Rosen’s quest for elusive justice is oddly parallel to that of his former government prosecutors. They only wanted to prove the straightforward results of an FBI sting operation, during which Rosen both received and transmitted classified national defense information. The FBI and DOJ never expected a media circus, ongoing accusations of anti-Semitism, claims that U.S. and Israeli foreign policies are “the same,” and speculation that their entire prosecution was a covert attempt to overturn the 1st Amendment.
Rosen and former AIPAC chief lobbyist Doug Bloomfield have threatened to prove that AIPAC regularly dabbles in classified information-trading and sometimes even functions as a foreign agent — at least up until the moment of a confidential out-of-court financial settlement. If the court lets Rosen proceed to discovery, proving these contentions shouldn’t be very difficult. Bloomfield worked at AIPAC around the time it was circulating a classified government report outlining the U.S. Trade Representative’s secret negotiating position for the U.S.-Israel Free Trade Area. With such inside information about precisely where the skeletons are buried, the duo should have no problem revealing AIPAC to the world as a hotbed of espionage and covert action. Broadcasting Rosen’s unsavory activities to the world under such circumstances probably was defamation.

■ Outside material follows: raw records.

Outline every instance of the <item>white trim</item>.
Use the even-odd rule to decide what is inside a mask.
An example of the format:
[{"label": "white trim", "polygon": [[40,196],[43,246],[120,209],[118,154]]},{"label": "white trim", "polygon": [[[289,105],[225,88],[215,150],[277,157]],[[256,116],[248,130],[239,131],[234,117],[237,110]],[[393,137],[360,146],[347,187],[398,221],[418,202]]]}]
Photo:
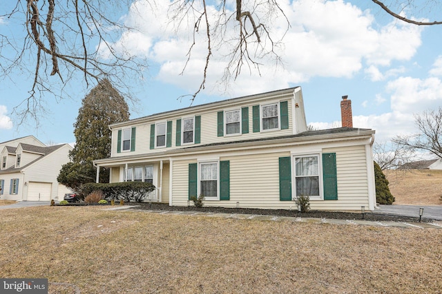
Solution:
[{"label": "white trim", "polygon": [[[240,113],[240,131],[238,133],[234,133],[234,134],[227,134],[227,112],[238,112]],[[224,120],[223,120],[223,129],[224,129],[224,136],[227,136],[227,137],[230,137],[232,136],[239,136],[241,135],[242,132],[242,107],[238,108],[233,108],[231,109],[229,109],[229,110],[224,110]]]},{"label": "white trim", "polygon": [[300,157],[318,157],[318,185],[319,185],[319,196],[309,196],[310,200],[316,201],[316,200],[324,200],[324,189],[323,189],[323,154],[322,152],[319,153],[310,153],[310,154],[291,154],[291,198],[295,199],[297,196],[296,195],[296,162],[295,161],[296,158]]},{"label": "white trim", "polygon": [[[158,137],[158,125],[164,124],[166,127],[164,128],[164,146],[157,146],[157,138]],[[162,135],[161,135],[162,136]],[[161,149],[166,148],[167,146],[167,120],[161,121],[159,123],[155,123],[155,147],[154,149]]]},{"label": "white trim", "polygon": [[[276,107],[278,107],[278,128],[274,128],[274,129],[264,129],[262,128],[263,127],[263,123],[262,123],[262,114],[263,114],[263,112],[262,112],[262,107],[265,107],[265,106],[270,106],[270,105],[276,105]],[[271,131],[278,131],[280,129],[281,129],[281,107],[280,107],[280,101],[277,101],[277,102],[272,102],[271,103],[267,103],[267,104],[260,104],[260,132],[271,132]]]},{"label": "white trim", "polygon": [[220,160],[198,160],[198,181],[197,186],[197,194],[201,195],[201,165],[202,164],[216,164],[216,197],[207,197],[204,196],[204,200],[207,201],[220,201]]},{"label": "white trim", "polygon": [[[184,143],[184,120],[193,120],[193,129],[192,129],[192,142]],[[167,136],[167,125],[166,126],[166,136]],[[167,144],[167,142],[166,142]],[[181,118],[181,145],[187,145],[195,144],[195,116]]]}]

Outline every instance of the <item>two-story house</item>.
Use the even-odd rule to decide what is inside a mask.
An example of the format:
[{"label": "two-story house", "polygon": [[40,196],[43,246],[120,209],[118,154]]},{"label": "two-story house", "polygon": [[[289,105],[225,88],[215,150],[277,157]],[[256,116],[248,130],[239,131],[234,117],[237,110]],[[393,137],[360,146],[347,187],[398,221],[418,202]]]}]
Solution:
[{"label": "two-story house", "polygon": [[33,136],[0,143],[0,198],[62,200],[69,190],[57,177],[71,149],[68,144],[47,147]]},{"label": "two-story house", "polygon": [[[343,122],[349,115],[352,121],[347,102],[341,103]],[[206,206],[294,209],[292,200],[308,195],[312,209],[374,209],[374,131],[307,132],[300,87],[110,128],[110,157],[94,164],[110,169],[110,182],[152,182],[154,201],[186,206],[203,195]]]}]

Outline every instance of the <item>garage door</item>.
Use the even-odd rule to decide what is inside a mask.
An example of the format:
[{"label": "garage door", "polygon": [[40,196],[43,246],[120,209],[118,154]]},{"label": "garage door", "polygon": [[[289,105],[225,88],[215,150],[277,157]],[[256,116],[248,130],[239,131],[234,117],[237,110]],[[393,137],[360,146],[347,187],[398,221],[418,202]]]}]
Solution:
[{"label": "garage door", "polygon": [[28,201],[50,201],[52,183],[29,182]]}]

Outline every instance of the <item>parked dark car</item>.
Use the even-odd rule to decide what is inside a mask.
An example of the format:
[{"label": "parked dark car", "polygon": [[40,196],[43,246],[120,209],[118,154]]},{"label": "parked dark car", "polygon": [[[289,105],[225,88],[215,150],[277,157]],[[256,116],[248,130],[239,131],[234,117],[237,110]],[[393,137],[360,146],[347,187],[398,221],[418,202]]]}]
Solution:
[{"label": "parked dark car", "polygon": [[64,194],[64,200],[68,202],[77,202],[80,200],[80,196],[75,192]]}]

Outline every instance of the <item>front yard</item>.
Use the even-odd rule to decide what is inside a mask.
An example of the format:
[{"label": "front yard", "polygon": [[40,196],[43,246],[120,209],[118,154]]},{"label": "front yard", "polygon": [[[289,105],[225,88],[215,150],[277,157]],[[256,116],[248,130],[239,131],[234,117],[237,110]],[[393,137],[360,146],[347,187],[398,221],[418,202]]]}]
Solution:
[{"label": "front yard", "polygon": [[438,293],[442,230],[2,210],[0,277],[50,293]]}]

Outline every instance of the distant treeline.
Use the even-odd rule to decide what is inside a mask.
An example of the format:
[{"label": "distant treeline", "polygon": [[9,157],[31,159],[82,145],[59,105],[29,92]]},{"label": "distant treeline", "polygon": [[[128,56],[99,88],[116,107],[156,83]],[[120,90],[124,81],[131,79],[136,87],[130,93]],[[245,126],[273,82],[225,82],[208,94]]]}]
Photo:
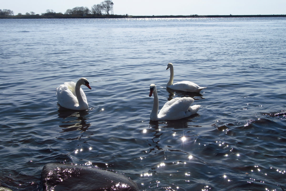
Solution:
[{"label": "distant treeline", "polygon": [[219,18],[243,17],[286,17],[286,15],[170,15],[158,16],[132,16],[128,15],[98,15],[86,14],[81,15],[76,14],[63,14],[59,13],[46,13],[42,15],[0,15],[0,19],[69,19],[69,18]]},{"label": "distant treeline", "polygon": [[[36,14],[35,12],[31,11],[29,12],[27,12],[25,15],[19,13],[17,15],[15,15],[14,11],[13,11],[10,9],[4,9],[2,10],[0,9],[0,16],[3,17],[6,16],[7,17],[13,17],[17,18],[17,17],[19,17],[24,18],[41,18],[43,17],[50,17],[51,16],[56,17],[59,16],[65,17],[66,16],[66,15],[70,17],[86,16],[88,15],[89,16],[92,15],[97,16],[102,15],[104,14],[108,15],[110,13],[112,14],[113,14],[113,4],[112,1],[106,0],[100,4],[93,5],[92,6],[90,9],[86,7],[77,7],[72,9],[67,9],[64,14],[61,13],[56,13],[52,9],[47,9],[46,13],[42,13],[40,15],[39,14]],[[105,13],[103,14],[103,12],[104,12]]]},{"label": "distant treeline", "polygon": [[[19,13],[14,15],[14,11],[10,9],[0,9],[0,19],[45,19],[71,18],[215,18],[241,17],[285,17],[286,15],[198,15],[132,16],[128,14],[121,15],[114,15],[112,9],[113,3],[112,1],[106,0],[100,4],[94,5],[90,9],[87,7],[77,7],[68,9],[64,14],[56,13],[52,9],[47,9],[46,12],[41,15],[34,12],[27,12],[25,15]],[[104,12],[103,13],[102,12]],[[111,13],[111,14],[110,14]]]}]

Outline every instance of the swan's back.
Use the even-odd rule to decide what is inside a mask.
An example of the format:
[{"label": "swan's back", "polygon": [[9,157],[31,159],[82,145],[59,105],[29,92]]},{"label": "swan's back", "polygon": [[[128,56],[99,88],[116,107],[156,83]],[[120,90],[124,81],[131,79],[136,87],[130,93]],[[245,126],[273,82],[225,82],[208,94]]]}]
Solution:
[{"label": "swan's back", "polygon": [[191,92],[199,92],[202,90],[206,88],[200,87],[195,83],[189,81],[176,82],[167,87],[173,90]]},{"label": "swan's back", "polygon": [[62,107],[68,109],[74,109],[78,107],[78,102],[76,97],[69,90],[66,84],[62,84],[57,88],[56,93],[57,102]]},{"label": "swan's back", "polygon": [[[158,118],[161,120],[175,120],[188,117],[196,113],[200,106],[190,107],[193,102],[194,99],[190,97],[174,98],[165,104],[158,114]],[[198,106],[193,108],[195,106]]]}]

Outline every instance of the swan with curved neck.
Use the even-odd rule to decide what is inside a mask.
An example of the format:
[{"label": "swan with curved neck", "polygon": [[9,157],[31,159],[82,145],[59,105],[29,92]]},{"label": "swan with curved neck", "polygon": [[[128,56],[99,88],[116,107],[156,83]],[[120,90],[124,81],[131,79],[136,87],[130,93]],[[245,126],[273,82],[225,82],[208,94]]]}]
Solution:
[{"label": "swan with curved neck", "polygon": [[150,114],[150,119],[152,121],[175,120],[186,117],[196,113],[200,105],[190,106],[194,102],[191,97],[176,97],[165,104],[158,113],[159,99],[155,84],[150,85],[149,97],[154,97],[153,107]]},{"label": "swan with curved neck", "polygon": [[175,90],[181,90],[189,92],[199,92],[205,88],[206,87],[200,87],[194,83],[189,81],[182,81],[173,83],[174,79],[174,69],[173,64],[169,63],[168,64],[167,69],[170,68],[170,79],[167,84],[167,87]]},{"label": "swan with curved neck", "polygon": [[86,78],[80,78],[76,84],[65,82],[57,88],[56,95],[57,101],[62,107],[74,110],[85,110],[88,109],[86,94],[80,87],[84,85],[90,89],[91,88]]}]

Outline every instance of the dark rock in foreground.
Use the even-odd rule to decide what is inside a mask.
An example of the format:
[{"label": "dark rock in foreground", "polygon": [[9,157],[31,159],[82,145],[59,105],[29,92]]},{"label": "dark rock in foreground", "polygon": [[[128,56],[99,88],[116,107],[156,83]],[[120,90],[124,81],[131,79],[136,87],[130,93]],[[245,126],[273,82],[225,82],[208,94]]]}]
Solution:
[{"label": "dark rock in foreground", "polygon": [[43,191],[138,191],[136,183],[119,174],[86,166],[49,163],[42,171]]}]

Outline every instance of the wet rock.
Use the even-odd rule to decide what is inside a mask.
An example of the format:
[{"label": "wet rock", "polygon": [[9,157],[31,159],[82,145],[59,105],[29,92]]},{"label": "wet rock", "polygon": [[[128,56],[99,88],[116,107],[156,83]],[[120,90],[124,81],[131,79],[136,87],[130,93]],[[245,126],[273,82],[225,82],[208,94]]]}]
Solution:
[{"label": "wet rock", "polygon": [[49,163],[43,168],[43,191],[138,191],[130,178],[86,166]]}]

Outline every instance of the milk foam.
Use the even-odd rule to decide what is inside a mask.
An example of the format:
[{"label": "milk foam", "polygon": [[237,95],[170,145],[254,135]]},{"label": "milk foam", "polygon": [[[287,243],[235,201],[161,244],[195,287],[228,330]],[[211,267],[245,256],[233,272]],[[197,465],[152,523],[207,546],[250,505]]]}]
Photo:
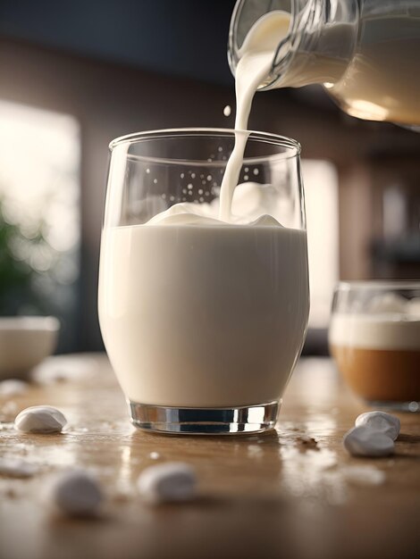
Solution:
[{"label": "milk foam", "polygon": [[335,313],[329,339],[332,346],[420,351],[420,316]]},{"label": "milk foam", "polygon": [[[270,12],[260,18],[251,28],[241,47],[241,58],[238,63],[235,76],[236,87],[236,119],[235,119],[235,146],[229,158],[224,171],[220,190],[220,207],[218,217],[214,212],[214,206],[190,203],[176,204],[162,214],[158,214],[147,222],[147,225],[170,224],[202,224],[216,225],[220,221],[237,224],[270,224],[278,225],[269,216],[261,220],[247,221],[232,214],[232,200],[237,188],[240,169],[244,158],[245,147],[248,138],[246,132],[252,99],[262,82],[264,82],[273,63],[277,45],[281,37],[285,37],[289,30],[290,14],[280,10]],[[264,188],[262,185],[252,183],[249,196]],[[256,196],[261,196],[257,194]],[[210,214],[207,214],[210,213]]]}]

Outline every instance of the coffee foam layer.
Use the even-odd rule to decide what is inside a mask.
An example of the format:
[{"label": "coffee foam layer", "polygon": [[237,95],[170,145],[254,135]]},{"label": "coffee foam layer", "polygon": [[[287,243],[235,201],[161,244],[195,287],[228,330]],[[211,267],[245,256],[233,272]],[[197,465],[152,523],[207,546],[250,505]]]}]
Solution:
[{"label": "coffee foam layer", "polygon": [[420,316],[336,313],[332,318],[329,340],[332,346],[420,351]]}]

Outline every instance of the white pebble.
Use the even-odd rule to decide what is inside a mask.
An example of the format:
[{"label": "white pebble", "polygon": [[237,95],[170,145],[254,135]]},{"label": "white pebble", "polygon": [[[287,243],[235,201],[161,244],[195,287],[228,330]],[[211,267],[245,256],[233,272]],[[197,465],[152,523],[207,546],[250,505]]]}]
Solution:
[{"label": "white pebble", "polygon": [[30,478],[38,467],[21,458],[0,458],[0,475],[10,478]]},{"label": "white pebble", "polygon": [[196,493],[196,474],[191,466],[181,462],[168,462],[146,468],[137,486],[148,503],[189,501]]},{"label": "white pebble", "polygon": [[14,427],[23,433],[60,433],[67,420],[51,405],[27,407],[14,420]]},{"label": "white pebble", "polygon": [[28,382],[19,379],[7,379],[0,382],[0,396],[10,396],[23,394],[28,389]]},{"label": "white pebble", "polygon": [[353,427],[343,438],[344,448],[354,456],[389,456],[394,453],[391,437],[367,427]]},{"label": "white pebble", "polygon": [[92,516],[104,499],[99,482],[88,471],[74,470],[51,477],[43,497],[51,509],[68,516]]},{"label": "white pebble", "polygon": [[395,440],[399,434],[400,422],[398,417],[385,412],[366,412],[359,415],[356,421],[356,427],[366,427],[375,431],[380,431]]}]

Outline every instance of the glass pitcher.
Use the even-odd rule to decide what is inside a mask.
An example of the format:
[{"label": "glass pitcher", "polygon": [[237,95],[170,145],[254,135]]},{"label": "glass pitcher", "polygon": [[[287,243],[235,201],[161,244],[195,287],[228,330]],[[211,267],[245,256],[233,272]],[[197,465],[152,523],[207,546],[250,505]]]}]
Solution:
[{"label": "glass pitcher", "polygon": [[274,10],[290,24],[260,89],[320,83],[352,116],[420,125],[420,0],[238,0],[233,74],[247,33]]}]

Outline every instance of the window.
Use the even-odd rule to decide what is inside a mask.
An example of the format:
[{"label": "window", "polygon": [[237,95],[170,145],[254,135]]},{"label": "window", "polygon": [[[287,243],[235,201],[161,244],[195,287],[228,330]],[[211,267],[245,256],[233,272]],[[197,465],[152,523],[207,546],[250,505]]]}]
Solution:
[{"label": "window", "polygon": [[11,278],[0,285],[0,313],[55,314],[65,350],[77,308],[79,123],[3,100],[0,122],[0,251],[9,255],[0,271]]}]

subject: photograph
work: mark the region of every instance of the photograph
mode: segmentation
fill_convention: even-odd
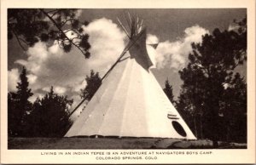
[[[41,163],[255,153],[247,8],[55,7],[7,8],[1,20],[1,133],[15,153],[4,160],[33,151],[48,157]]]

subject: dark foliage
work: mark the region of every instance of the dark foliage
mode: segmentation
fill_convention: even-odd
[[[14,37],[20,46],[26,50],[39,40],[42,42],[58,41],[59,46],[65,52],[73,47],[81,51],[85,58],[90,57],[88,34],[84,34],[82,25],[87,26],[76,18],[77,9],[8,9],[8,39]],[[73,34],[69,37],[68,33]]]
[[[67,96],[54,93],[53,87],[42,99],[38,99],[32,106],[28,122],[30,137],[63,137],[71,126],[68,118],[68,105],[73,103]]]
[[[86,98],[86,100],[90,101],[102,85],[102,79],[98,72],[95,73],[94,71],[91,70],[90,77],[86,76],[85,81],[87,85],[84,89],[81,89],[81,98]]]
[[[20,75],[16,93],[8,94],[8,134],[9,136],[23,136],[26,129],[26,117],[32,104],[28,98],[32,95],[28,88],[26,70],[23,67]]]
[[[237,31],[215,29],[201,44],[192,43],[189,64],[179,71],[183,84],[177,108],[197,137],[211,139],[215,145],[218,139],[247,139],[246,83],[234,75],[247,57],[246,19],[239,25]]]

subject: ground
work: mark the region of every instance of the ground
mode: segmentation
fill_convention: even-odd
[[[219,142],[219,149],[246,149],[247,144]],[[9,138],[9,149],[210,149],[207,139],[158,138]]]

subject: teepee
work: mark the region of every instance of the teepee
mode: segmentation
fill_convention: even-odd
[[[140,23],[139,23],[140,22]],[[117,136],[195,139],[149,70],[142,21],[131,21],[130,42],[65,137]]]

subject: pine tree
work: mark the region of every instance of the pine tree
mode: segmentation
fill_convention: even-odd
[[[63,137],[71,126],[68,117],[68,107],[73,100],[67,96],[50,91],[42,99],[37,99],[30,114],[30,136],[33,137]]]
[[[246,19],[241,22],[238,31],[215,29],[212,35],[202,37],[201,43],[192,43],[189,64],[179,71],[183,81],[182,94],[186,95],[180,99],[188,100],[178,102],[187,104],[185,110],[191,111],[187,114],[192,114],[192,118],[203,115],[201,126],[214,147],[224,132],[221,130],[224,129],[222,114],[227,104],[224,84],[231,83],[234,69],[242,65],[247,57]],[[236,100],[241,101],[239,98]]]
[[[163,88],[164,92],[166,93],[166,96],[168,97],[169,100],[174,104],[174,95],[173,95],[173,92],[172,92],[172,86],[170,85],[170,82],[168,81],[168,79],[166,80],[166,83],[165,83],[165,88]]]
[[[28,100],[32,95],[26,77],[26,70],[23,67],[20,75],[20,82],[16,93],[8,94],[9,133],[10,136],[23,136],[26,132],[26,117],[30,112],[32,104]]]

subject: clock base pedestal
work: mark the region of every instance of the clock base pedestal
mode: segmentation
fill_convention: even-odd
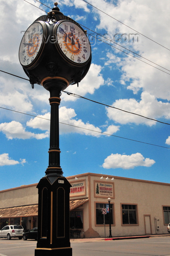
[[[72,248],[37,248],[35,250],[35,256],[72,256]]]
[[[64,177],[42,178],[38,189],[38,236],[35,256],[72,256],[70,242],[69,191]]]

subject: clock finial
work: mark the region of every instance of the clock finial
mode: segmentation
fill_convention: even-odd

Thrashing AIPAC in court is not something Rosen and Bloomfield, as lifelong Israel lobbyists, would do gladly, but in their eyes the lobby’s principle of reciprocity and motto of “divided we fall” has been badly battered by AIPAC’s mistreatment of its former operatives. Telling Rosen that he can’t recover due compensation just because his civil lawsuit was filed too late will surely seem a travesty of justice to the hard core of the lobby. Americans, on the other hand, must continue to wait for the day that the DOJ finally begins enforcing sensible laws still on the books such as the Foreign Agents Registration Act, the Logan Act, the Commercial EspionageAct, and others that create foreign lobby accountability, improve policymaking, and preserve American industrial innovation. The only current relief from AIPAC’s onslaught against America may be that family legal troubles could delay its slow march to entangle the U.S. military in an ill-advised and costly attack on Israel’s archnemesis, Iran.
The Institute for Research on Middle East Policy (IRmep) believes that Rosen’s current civil lawsuit against his former employer will succeed if the judge allows “aggressive discovery.” If that happens, Rosen and former AIPAC lobbyist Douglas Bloomfield will be positioned to solicit documents and testimony disclosing activities AIPAC would prefer not to reveal in open court, triggering an immediate and confidential out-of-court financial settlement. U.S. Middle East policy stakeholders must ask why activities alleged in the civil suit were not prosecuted in a scheduled criminal trial. U.S. attorneys in consultation with high officials at the DOJ abandoned their espionage prosecution in May of 2009.
The author is research director at the Institute for Research: Middle East Policy.